Karabük Üniversitesi Adalet Meslek Yüksekokulu’ndan Öğr. Gör. Dr. Hülya Özçağlar Eroğlu, dezenformasyonun artık bir ulusal güvenlik sorunu haline geldiğini dile getirdi. Dr. Eroğlu, dezenformasyonun bireylerin zihinlerini manipüle eden bir araç olduğunu ve çağımızın en sinsi tehditlerinden birisi olduğuna vurgu yaptı. Özçağlar, dijital şiddetin bir biçimi olarak dezenformasyonun bireyleri, kurumları ve devletleri nasıl etkilediğine dair kapsamlı bir analiz sundu.
Dezenformasyonun, kasıtlı olarak yayılan yanlış bilgiler aracılığıyla kamuoyunun yönlendirilmesi amacı taşıdığını dile getiren Eroğlu, bu durumu günümüzde dijital şiddetin bir türü olarak tanımladı. Ayrıca, benzer kelimeler olarak görülen, ancak farklı anlamlar taşıyan kavramlar arasında dezenformasyon, mezenformasyon ve malenformasyonun bulunduğunu ifade eden Eroğlu, mezenformasyonun kötü niyet olmaksızın yapılan yanlış bilgi paylaşımı olduğunu, malenformasyonun ise doğru bilginin yanıltıcı bir şekilde sunulması olduğunu açıkladı.
Araştırmalar, yalan haberlerin doğru bilgilere göre altı kat daha hızlı yayıldığını gösterirken, bunun sebebinin bireylerin bilgiye hızlı erişim arzusuyla doğrulamaktan kaçınmaları olduğunu belirtti. Dijital dünyanın medyayı nasıl etkilediğine de dikkat çeken Eroğlu, haberlerin büyük ölçüde dijital ortamda üretildiğini ve yayıldığını ifade ederek, bu durumun basın çalışanlarına daha fazla sorumluluk yüklediğini belirtti.
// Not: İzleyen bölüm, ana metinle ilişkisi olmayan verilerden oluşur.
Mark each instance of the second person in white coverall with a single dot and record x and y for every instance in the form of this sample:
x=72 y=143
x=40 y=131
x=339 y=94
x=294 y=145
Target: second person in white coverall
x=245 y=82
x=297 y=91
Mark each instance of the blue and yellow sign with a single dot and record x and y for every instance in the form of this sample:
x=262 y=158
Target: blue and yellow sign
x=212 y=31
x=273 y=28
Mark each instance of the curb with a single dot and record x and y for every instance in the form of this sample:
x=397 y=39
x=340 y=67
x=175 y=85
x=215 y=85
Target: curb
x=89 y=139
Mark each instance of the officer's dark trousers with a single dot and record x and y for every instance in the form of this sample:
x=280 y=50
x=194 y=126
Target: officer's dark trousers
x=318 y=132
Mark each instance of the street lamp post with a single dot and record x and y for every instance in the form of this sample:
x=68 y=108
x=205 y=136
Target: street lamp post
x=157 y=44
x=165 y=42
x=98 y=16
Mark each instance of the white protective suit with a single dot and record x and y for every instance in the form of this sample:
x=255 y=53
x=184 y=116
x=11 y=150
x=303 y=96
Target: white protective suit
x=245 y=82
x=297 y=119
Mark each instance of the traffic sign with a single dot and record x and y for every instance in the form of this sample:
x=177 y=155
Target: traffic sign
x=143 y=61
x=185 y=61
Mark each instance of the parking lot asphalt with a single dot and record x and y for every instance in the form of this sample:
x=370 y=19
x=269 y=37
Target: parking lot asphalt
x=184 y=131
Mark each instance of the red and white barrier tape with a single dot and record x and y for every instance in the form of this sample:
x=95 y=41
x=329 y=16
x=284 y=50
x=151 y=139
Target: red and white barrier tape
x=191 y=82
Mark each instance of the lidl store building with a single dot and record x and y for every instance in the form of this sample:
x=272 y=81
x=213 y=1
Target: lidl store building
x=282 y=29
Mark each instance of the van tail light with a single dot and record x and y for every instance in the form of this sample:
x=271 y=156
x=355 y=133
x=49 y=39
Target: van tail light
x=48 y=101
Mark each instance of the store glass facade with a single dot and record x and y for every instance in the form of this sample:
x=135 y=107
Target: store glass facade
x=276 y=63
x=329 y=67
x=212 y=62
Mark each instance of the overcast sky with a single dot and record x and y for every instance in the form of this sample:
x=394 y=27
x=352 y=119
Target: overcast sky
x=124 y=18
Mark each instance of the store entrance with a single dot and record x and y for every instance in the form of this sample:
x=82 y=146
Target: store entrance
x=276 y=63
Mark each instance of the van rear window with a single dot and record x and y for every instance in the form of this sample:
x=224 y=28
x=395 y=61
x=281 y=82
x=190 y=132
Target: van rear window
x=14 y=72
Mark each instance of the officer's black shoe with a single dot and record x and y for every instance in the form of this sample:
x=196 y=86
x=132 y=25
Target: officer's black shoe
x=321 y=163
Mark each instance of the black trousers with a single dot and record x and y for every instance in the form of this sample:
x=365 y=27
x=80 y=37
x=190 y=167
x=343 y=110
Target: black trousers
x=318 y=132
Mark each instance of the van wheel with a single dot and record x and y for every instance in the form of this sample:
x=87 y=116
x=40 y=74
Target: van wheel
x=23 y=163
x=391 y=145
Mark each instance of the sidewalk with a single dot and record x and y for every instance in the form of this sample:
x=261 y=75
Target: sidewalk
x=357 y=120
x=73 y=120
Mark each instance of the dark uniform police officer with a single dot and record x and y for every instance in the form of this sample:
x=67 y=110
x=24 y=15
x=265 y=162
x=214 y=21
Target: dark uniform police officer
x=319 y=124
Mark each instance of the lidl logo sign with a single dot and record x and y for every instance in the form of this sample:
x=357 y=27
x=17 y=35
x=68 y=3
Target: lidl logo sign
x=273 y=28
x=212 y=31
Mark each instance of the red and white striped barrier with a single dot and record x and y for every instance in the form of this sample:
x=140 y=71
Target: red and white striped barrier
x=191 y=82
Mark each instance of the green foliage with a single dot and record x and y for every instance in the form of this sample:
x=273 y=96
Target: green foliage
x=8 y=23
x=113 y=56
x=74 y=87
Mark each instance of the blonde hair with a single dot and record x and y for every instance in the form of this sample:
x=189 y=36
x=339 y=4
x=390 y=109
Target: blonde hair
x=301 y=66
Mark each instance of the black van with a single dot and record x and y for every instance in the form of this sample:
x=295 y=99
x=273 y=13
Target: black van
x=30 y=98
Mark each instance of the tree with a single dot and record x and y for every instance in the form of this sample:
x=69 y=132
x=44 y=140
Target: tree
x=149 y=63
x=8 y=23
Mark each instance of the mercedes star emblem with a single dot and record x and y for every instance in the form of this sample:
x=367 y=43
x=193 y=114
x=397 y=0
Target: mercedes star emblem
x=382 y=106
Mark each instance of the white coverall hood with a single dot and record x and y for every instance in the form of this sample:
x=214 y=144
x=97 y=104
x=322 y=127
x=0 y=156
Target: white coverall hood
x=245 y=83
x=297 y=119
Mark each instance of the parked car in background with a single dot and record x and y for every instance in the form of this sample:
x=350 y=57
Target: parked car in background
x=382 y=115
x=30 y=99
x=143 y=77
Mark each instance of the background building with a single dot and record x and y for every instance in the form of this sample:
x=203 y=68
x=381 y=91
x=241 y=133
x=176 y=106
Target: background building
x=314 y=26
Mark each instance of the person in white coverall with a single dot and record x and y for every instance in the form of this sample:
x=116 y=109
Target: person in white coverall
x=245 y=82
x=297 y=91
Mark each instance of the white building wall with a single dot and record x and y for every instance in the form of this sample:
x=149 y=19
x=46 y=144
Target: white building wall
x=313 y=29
Kamuoyunda “Dezenformasyon Yasası” olarak bilinen 7418 Sayılı “Basın Kanunu İle Bazı Kanunlarda Değişiklik Yapılmasına Dair Kanun”un, bu süreçte önemli bir yasal düzenleme olduğunu kaydeden Eroğlu, dijital medya çalışanlarının da basın mensubu olarak kabul edildiğini vurguladı.
Eroğlu, dezenformasyon ile mücadelede bireylerin de sorumluluk üstlenmesi gerektiğini belirterek, dijital içeriklerin hızla silinebileceğine dikkat çekti. “Ekran görüntüsü almak ve Noterler Birliğinin e-Tespit sistemi gibi araçlar, yalan haberlere karşı delil toplamak açısından büyük bir öneme sahiptir.” diye ekledi.